暮色往雪地里灌,院角薄棺浸在灰光里,像块发馊的冷馒头。三娘攥着柴枝,看麻雀归巢的影子被暮色抻长,眼睛忽地一亮——日头落得这样,春莺还在地里拾柴,该是要怕黑哭了。

猛地,她扑进人群,指甲抠进李婶子衣襟。

“你……见我家春莺没?她怕黑,我得去领她……”

李婶子惊得甩开揣着的手,胳膊直直抡到三娘脸上,粗布袖子扫起雪沫子——她却笑,又去拽王大爷裤脚。

“莺儿怕黑……娘接她……就来……”

王大爷踢开她攥着的手,旱烟袋“当啷”砸在雪地上。

“晦气!克死汉子又来作妖!”

春莺被卖去光棍家那晚,土坯房漏风,谷草硌得她腰生疼。她攥着草蚂蚱躲灶膛,炉灰迷了眼;听野狗刨土想挖洞,指甲抠出血,只刨下碎砖;撞灶台铁鼎,额角血染红草蚂蚱。老光棍用草席卷了,扔去了乱葬岗。

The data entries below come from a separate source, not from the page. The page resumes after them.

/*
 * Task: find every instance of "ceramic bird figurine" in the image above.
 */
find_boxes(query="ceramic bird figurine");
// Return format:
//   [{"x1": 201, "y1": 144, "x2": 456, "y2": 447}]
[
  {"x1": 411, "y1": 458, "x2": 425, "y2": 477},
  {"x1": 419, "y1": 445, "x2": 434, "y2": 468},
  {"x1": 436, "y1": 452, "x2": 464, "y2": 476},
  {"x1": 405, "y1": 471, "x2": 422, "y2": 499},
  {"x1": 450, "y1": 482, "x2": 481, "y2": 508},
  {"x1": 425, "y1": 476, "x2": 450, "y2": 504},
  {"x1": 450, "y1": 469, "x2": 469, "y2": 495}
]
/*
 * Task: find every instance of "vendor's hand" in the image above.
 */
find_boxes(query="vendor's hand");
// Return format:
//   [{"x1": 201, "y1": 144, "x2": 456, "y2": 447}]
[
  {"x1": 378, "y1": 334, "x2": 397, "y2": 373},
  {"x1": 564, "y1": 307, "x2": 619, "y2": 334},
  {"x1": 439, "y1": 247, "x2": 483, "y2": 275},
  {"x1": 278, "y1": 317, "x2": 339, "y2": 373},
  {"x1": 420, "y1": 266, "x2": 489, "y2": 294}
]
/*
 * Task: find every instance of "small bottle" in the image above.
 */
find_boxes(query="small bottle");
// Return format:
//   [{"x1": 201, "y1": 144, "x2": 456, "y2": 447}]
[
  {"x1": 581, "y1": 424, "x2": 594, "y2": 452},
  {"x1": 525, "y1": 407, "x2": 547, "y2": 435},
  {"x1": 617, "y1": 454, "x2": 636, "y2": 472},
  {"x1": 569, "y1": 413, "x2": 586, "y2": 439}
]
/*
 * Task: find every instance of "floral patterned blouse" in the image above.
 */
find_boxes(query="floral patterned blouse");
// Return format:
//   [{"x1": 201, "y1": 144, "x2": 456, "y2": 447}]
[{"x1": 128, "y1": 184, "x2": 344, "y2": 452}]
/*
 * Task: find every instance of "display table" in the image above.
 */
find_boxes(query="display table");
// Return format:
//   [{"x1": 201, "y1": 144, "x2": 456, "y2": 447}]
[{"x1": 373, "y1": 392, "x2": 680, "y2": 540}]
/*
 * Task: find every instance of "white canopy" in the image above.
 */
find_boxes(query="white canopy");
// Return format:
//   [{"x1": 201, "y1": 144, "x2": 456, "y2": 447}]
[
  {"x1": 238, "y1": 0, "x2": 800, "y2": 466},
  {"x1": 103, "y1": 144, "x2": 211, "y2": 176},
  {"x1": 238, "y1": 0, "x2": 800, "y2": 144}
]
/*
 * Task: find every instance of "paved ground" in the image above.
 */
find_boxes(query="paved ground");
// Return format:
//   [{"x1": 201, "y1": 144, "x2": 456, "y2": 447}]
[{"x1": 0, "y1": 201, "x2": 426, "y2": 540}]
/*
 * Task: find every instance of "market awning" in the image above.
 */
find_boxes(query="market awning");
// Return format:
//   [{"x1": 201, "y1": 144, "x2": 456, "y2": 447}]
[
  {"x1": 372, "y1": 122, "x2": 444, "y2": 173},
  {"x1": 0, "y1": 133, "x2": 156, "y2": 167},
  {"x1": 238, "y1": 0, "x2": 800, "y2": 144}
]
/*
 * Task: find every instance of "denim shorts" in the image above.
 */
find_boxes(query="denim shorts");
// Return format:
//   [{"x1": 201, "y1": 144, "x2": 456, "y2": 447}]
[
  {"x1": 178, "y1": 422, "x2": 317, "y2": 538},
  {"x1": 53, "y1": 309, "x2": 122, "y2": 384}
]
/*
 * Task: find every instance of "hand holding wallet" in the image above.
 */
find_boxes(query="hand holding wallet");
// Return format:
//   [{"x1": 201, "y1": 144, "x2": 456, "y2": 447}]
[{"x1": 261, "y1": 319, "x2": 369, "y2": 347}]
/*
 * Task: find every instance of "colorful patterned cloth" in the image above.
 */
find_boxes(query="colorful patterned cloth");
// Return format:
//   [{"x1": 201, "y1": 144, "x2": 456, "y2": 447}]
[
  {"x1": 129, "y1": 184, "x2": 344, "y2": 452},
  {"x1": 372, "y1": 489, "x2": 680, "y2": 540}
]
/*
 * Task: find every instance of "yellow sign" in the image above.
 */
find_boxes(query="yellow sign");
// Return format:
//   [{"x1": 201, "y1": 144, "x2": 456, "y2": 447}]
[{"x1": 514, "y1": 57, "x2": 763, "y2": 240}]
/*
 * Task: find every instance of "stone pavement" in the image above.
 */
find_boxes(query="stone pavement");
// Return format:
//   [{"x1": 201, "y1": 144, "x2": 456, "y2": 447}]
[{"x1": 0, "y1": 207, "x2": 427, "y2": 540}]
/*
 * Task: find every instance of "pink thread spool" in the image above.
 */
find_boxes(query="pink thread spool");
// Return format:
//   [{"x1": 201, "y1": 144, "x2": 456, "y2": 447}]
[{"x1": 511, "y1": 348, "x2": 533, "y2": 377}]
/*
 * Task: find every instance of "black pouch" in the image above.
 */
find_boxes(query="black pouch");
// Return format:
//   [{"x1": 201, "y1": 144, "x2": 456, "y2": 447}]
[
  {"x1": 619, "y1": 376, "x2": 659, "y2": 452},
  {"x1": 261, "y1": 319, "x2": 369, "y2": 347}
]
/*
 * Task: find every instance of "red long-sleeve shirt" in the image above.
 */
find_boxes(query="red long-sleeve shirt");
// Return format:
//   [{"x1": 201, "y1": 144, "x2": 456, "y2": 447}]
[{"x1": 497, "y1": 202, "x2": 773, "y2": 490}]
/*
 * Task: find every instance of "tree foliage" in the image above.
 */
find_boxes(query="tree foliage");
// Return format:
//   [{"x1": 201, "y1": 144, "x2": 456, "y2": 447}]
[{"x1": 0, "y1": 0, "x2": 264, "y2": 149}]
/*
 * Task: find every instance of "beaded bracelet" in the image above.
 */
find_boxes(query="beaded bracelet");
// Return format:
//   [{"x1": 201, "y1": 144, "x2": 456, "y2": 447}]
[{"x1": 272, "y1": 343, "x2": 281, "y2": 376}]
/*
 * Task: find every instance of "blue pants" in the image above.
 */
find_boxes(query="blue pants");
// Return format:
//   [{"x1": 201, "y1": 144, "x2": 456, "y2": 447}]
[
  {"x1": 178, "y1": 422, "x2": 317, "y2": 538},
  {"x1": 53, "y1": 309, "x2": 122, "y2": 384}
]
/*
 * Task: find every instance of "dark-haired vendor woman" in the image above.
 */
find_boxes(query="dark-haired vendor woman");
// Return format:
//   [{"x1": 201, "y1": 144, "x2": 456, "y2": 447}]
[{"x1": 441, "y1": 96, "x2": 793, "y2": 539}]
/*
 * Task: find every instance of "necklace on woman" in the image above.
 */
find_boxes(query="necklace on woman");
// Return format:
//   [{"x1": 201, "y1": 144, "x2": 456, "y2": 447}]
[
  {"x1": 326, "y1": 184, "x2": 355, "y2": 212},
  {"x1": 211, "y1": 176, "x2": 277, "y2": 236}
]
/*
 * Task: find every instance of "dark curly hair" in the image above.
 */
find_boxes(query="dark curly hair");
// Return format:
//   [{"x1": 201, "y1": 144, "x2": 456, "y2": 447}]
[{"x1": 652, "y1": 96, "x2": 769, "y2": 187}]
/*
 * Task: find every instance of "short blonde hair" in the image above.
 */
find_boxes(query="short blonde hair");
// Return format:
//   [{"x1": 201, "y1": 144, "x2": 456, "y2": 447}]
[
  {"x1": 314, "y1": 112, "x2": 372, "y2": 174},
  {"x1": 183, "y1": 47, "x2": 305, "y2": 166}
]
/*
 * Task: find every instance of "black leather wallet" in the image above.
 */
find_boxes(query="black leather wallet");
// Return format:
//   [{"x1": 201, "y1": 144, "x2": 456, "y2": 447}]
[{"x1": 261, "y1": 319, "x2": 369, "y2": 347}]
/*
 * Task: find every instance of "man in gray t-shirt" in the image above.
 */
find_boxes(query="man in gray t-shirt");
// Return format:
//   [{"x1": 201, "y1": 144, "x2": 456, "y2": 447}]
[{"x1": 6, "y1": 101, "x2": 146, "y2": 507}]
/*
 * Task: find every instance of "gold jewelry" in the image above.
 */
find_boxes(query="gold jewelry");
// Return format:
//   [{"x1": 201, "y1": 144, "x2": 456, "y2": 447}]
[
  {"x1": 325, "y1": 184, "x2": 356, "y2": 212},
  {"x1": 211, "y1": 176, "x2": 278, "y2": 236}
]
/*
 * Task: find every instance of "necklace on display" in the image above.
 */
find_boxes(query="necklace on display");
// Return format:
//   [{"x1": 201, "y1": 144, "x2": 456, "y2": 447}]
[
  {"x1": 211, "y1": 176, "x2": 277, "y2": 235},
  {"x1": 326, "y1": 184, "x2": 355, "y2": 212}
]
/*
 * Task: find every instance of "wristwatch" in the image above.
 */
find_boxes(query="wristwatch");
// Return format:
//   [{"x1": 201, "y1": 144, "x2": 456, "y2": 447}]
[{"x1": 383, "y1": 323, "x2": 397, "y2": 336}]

村里的风传得快,只是没人提老光棍家的事。人群“嗡嗡”响成锅粥,有人往三娘脚边扔烂菜帮子,有人用袖口捂鼻子躲瘟神。可谁也没真走,就这么围成圈,看三娘在暮色里跌跌撞撞,等着瞧她怎么再出丑。

刘节妇啐了口,霜雪沾在她鞋尖:“疯婆娘,克死一屋子,倒来晦气人!”

雪还在下,刘家的薄棺渐渐被雪埋住,只露出点棺木茬子。

三娘的脚印歪歪扭扭地印在雪上,跟着她找春莺的路,一直延伸到菱角河。岸旁的野狗盯着她,她却笑,往空处招手:“春莺,娘带你回家……咱不捡柴了,咱回家看雀儿……”

野狗的呜咽混着她的笑声,散在暮色里。

雪越下越密,三娘的脚印被新雪慢慢啃噬。菱角河的河水结着薄冰,倒映着暮色里扭曲的天空,把三娘的影子扯得稀碎,晃得她手里攥死的红布条摇荡。

(十六)

社日的艾草气息裹着野花甜味又漫上菱角河岸,把钱庄坳泡得发软。村民正举着花环跳傩舞,社戏的唱腔漫过山庄——“五谷丰登人安康”,尾音黏在新抽芽的柳枝上,颤巍巍地晃。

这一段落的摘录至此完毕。